Sometimes, when I look at my reflection in the mirror, I’m almost surprised to see that, indeed, I have a big nose and dark eyes that are much too wide to be mistaken for most Asians’ almond-shaped eyes. I’m almost about twenty inches too tall and forty pounds too heavy to be your average Asian woman.
I guess I’m not Chinese.
So what are all these pairs of chopsticks doing in the sink? Why is a Chinese calendar hung on the wall in the living room? Why does the table look like a mini Chinese confectionery store, complete with White Rabbit Creamy Candies (大白兔奶糖)? Why are there Chinese knot decorations (中國結) in the hallway? Why do we stack little trinkets in old mooncake (月饼) metal boxes? How do steamed buns with cabbage end up in my lunch box? Why does the only thing that seems to grow in the tiny patch of soil on the side of the house is Chinese leek (韭菜)?

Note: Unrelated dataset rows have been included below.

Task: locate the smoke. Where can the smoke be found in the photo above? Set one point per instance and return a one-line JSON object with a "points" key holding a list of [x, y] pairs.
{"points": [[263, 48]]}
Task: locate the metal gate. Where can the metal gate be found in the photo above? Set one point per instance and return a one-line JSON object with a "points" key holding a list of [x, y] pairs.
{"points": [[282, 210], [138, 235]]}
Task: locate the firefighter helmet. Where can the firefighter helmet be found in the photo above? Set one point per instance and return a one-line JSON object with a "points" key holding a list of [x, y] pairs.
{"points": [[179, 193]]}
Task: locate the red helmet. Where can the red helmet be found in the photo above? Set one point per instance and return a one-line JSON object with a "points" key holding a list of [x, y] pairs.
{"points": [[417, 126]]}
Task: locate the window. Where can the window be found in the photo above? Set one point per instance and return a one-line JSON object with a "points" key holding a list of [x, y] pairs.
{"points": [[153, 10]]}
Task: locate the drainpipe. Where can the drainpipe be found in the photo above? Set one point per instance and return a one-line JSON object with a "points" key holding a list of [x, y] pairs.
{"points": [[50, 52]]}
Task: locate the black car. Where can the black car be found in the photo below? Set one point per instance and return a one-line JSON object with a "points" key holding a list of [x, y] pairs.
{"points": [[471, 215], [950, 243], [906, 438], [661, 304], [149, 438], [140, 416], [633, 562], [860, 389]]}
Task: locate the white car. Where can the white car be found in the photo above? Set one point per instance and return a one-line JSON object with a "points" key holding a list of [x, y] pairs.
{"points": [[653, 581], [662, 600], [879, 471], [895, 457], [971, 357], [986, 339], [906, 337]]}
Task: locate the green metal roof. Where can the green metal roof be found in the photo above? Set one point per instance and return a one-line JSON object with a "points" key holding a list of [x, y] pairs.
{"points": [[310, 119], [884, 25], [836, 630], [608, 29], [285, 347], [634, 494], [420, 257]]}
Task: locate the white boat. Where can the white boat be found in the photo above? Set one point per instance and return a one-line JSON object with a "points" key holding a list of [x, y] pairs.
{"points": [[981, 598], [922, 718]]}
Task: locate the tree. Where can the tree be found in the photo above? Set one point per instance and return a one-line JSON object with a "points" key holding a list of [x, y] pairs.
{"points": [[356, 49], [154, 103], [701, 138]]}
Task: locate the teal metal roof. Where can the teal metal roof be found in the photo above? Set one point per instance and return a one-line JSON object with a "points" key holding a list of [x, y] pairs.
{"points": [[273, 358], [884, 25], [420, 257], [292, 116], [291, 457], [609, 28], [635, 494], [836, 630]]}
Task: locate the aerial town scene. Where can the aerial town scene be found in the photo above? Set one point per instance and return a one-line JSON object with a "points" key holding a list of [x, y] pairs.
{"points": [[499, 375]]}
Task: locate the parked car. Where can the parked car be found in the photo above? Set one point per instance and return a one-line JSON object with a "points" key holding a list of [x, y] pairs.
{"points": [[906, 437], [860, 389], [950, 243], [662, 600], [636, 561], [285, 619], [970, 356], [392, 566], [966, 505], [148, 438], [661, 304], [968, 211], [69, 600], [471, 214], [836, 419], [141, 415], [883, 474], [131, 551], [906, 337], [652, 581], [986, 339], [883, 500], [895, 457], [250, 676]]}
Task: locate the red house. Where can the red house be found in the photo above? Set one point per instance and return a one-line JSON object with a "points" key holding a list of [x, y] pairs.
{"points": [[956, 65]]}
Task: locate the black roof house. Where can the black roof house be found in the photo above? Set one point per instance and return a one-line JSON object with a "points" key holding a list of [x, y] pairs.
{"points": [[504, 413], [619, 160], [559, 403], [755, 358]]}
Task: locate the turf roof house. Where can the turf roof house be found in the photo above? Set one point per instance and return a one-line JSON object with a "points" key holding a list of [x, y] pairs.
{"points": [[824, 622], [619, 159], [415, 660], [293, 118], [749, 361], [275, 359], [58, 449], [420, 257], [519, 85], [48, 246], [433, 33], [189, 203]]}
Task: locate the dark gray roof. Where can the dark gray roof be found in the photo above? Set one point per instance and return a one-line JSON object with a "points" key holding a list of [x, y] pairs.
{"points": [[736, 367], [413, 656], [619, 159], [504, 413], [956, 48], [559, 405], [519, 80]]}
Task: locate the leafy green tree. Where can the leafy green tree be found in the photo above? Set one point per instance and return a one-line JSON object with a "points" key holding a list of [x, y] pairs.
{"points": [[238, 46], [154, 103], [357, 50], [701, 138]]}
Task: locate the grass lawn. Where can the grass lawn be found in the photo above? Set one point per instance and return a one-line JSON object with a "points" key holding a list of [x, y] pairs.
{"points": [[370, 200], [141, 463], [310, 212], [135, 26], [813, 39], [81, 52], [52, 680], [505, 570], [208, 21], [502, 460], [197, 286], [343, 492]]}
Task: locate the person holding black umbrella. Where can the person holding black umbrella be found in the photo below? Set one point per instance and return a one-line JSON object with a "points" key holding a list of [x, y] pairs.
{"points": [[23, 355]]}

Fun fact, when my Caucasian family visited in July, we rushed to IKEA at the last minute to buy cutlery. We had more pairs of chopsticks than knives and forks.
Feng, on his side, could legitimately wonder why there’s so much stinky cheese in the fridge (FYI, it’s imported from Italy or France and I triple-wrap it so that it doesn’t actually stink up the fridge). Or why we had to buy more bookshelves for all these English and French novels I hoard.
At times, at home, it feels like a United Nations Security Council. France and China. We are permanent members with the power to veto decisions made by other members. Like “no more Chinese food for a while, I can’t take any more white rice!” and “pasta with four cheese sauce with parmesan on top, really?”
Good thing we are living in neutral territory—Canada.
It’s fun to live in a multicultural home. Little by little, we adopted cultural behaviours and products from each other’s cultures. When my muscles hurt, I grab the tiny glass bottle of Eagle Oil we bought in Singapore. I rub a few drops of the chlorophyll-green liquid on my skin and it feels great (even though I smell like a Chinese herbal pharmacy afterwards). Feng learned that “going for coffee” didn’t mean “going to Tim Horton’s and ordering from the drive-through” but involved sitting around a table and talking or reading.
People are sometimes curious about us. Some ask whether his family was okay with the fact I wasn’t Chinese—as far as I know, they were and they’ve been feeding me various delicacies for about nine years now. How about my side of the family? No problem on this side, although they weren’t exactly thrilled at first when it became clear that I would not live in France but thousands of kilometres away.
In Canada, interracial couples are fairly common, but I noted there are more Asian girls with Caucasian guys than the other way around. Anywhere else in the world, like in Latin America or in Australia, we are both outsiders so people see us as travellers and foreigners. They forget that his eyes are smaller than mine and that my hair isn’t as black as his. In China, people stare because that’s what most Chinese do when they see something unusual, may it be a disability, a funny style or a non-Asian person. But it’s usually clear to most Chinese that Feng is an “overseas Chinese” (even though technically he is not since he grew up in China) so we don’t draw that much attention.
But sometimes, people’s reactions are funny.
Earlier this year, in Thailand, the owner of an Internet café where we were checking our emails congratulated us loudly when he saw us arrive: “Asian man and white girl, good, very good!”
Feng and I hugged and smiled somewhat awkwardly.